# POLITICS /// On Solutions’ Necessary Finality and Problems’ Ideological Definitions

Published


Letter of the Nazi administration concerning the “Endlösung der Judenfrage” (final solution to the Jewish question), 1942

It probably seems strange to be fighting against the notion of “solution.” After all, isn’t it what we must seek for each problem that infuriates us? “To each problem, a solution” is an idiom with which we have been continuously familiarized, and in the various architectural juries I attend, we hear either from the students or from their instructors a will to find the solution to the problem they tackled. I would like to argue that, beyond the simple terminology, the very principle of solution intervene in one of the most dangerous ways of thinking.
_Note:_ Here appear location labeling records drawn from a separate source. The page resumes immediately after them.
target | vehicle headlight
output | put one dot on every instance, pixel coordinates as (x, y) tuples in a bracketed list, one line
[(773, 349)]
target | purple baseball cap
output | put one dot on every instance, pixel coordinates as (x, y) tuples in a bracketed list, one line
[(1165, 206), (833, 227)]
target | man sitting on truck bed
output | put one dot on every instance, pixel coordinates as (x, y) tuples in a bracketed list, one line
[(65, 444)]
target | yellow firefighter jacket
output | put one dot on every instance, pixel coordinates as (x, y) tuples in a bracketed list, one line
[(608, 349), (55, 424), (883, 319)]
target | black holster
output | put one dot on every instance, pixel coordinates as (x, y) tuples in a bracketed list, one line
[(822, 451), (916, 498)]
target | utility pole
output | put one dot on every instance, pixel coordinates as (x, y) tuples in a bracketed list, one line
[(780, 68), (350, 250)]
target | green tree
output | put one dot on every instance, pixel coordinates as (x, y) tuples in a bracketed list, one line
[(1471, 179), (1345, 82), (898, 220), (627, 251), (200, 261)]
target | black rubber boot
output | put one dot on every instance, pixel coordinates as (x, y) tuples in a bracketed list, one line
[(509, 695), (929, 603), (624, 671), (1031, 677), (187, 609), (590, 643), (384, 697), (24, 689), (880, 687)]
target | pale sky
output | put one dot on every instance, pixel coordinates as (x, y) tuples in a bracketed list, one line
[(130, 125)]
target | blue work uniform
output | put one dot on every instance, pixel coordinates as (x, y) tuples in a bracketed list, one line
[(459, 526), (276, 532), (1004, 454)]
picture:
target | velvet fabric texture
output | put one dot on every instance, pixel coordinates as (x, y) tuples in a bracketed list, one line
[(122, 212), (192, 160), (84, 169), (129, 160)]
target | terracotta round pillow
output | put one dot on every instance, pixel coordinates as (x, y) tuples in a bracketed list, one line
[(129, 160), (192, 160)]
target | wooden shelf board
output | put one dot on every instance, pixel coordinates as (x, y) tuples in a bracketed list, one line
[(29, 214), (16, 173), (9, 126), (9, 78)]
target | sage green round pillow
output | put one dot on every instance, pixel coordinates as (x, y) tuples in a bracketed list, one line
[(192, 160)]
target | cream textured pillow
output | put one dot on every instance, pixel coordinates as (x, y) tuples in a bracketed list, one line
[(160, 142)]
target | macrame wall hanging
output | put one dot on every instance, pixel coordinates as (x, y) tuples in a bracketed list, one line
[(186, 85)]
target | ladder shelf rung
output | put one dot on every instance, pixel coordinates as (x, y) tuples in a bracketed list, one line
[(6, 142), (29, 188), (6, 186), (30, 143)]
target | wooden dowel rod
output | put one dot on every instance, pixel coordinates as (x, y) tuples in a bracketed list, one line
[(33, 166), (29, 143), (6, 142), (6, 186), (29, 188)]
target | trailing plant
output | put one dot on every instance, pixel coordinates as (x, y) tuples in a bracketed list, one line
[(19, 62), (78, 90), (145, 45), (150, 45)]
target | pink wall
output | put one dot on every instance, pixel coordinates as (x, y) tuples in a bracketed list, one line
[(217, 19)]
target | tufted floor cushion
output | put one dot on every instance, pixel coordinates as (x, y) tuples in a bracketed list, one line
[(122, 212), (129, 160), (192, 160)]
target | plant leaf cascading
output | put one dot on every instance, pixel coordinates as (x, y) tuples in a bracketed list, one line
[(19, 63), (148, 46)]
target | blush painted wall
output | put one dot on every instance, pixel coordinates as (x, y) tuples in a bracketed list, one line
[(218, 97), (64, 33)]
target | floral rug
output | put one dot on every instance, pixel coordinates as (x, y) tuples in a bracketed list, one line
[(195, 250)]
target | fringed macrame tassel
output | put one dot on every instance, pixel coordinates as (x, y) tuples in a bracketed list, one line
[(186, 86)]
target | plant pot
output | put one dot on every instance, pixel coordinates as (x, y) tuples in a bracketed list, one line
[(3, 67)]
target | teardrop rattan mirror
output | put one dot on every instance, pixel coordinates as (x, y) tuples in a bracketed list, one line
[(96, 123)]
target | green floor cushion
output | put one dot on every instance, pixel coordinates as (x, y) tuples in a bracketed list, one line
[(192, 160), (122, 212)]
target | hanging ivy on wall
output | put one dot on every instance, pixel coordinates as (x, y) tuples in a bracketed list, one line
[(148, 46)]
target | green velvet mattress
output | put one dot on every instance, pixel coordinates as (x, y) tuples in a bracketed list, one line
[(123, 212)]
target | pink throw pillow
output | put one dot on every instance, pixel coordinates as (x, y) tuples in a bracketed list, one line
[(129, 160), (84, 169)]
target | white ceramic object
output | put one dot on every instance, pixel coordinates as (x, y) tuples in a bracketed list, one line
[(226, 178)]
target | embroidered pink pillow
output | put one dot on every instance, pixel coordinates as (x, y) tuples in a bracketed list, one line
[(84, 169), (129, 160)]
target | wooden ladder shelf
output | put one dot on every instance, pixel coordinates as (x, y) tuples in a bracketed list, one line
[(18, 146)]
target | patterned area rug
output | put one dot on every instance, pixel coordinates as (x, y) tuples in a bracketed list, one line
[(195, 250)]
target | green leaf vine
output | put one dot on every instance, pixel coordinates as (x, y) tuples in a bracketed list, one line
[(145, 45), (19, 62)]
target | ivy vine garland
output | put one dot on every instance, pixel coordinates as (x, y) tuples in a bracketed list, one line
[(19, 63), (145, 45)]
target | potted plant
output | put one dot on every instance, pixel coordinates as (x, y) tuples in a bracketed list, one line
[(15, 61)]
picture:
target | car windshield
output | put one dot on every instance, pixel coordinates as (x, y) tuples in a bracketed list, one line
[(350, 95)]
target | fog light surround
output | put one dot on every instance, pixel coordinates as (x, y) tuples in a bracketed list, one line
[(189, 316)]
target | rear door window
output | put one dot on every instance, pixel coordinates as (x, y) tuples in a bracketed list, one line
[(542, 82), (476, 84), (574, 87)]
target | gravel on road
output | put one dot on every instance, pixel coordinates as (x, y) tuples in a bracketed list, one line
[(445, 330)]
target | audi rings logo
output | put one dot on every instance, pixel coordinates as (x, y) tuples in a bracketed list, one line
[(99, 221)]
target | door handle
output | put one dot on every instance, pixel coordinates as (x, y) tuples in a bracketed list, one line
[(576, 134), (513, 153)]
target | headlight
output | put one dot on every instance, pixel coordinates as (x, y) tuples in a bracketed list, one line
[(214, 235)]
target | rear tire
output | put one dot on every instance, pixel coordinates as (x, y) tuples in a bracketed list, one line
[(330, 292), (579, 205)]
A few readers would have immediately associated the words “solution” and “final” in the title to the terminology used by the Nazi administration to talk about the Holocaust. “The final solution to the Jewish question” is not a horrifying euphemism, it is exactly what it claims to be: a solution, by definition final, to a problem defined as such by the Nazis. Here lies the first element of deconstruction of the notion of solution: the definition of a problem cannot be enunciated outside of an ideological context that produces the terms in which it is thought. Currently, in Europe, even socio-democrats talk about an “immigration problem,” which proves that the populist nationalist rights have won the “war of problems,” only differentiating themselves from the left-center parties for the radicality of their “solutions.” The xenophobic European ideology has spread so much that such an “immigration problem” is considered as granted and the terms in which it is posed almost never include the risks for migrants’ lives that result from the militarized defense of the European territory, nor does it recognize why Europe, through colonialism, carries a tremendous responsibility in the poor conditions of life that are fled by migrants.

Solutions imply that a given problem will be absolutely solved. It invokes the “end of history,” and, for that matter, capitalism could be considered as The solution par excellence. Our silly disappointment at revolutions that reproduce the same scheme of relationships of power once a regime is deposed is created by such illusive belief. As the FLN leader dramatically says in Gilo Pontecorvo’s Battle of Algiers (1966): “Starting a revolution is not easy, to pursue it is difficult, to win it, even more, but it is truly after our victory that real difficulties will begin.” Such a statement — even if pronounced retrospectively four years after the Algerian independence — is highly prophetic of the problems that Algeria has been experiencing since then. The belief for “the solution” is blinding us from the problems that are created by what we call as such. As soon as an idea is attributed the word of solution, everything will be subjected to its scheme regardless of the new problems it create.

If we are no longer seeking for solutions, what should we do then? Of course, such a discourse is in no way an invitation to cynicism. Because problems are defined ideologically, we should not be afraid of creating problems, providing that we understand their logic, the bodies and objects that will be affected by them, and embrace our responsibility. The notion of problem carries be definition the ambiguity we should consider when our behaviors and/or actions occur in society. On the contrary, the notion of solution will become, as soon as defined as such, a non-debatable organization that subjectivizes everything to its logic. Embracing the creation of problems as a political agenda prevents us to believe in any magical “end of history” or in the omelet for which one must break eggs according to the common idiom.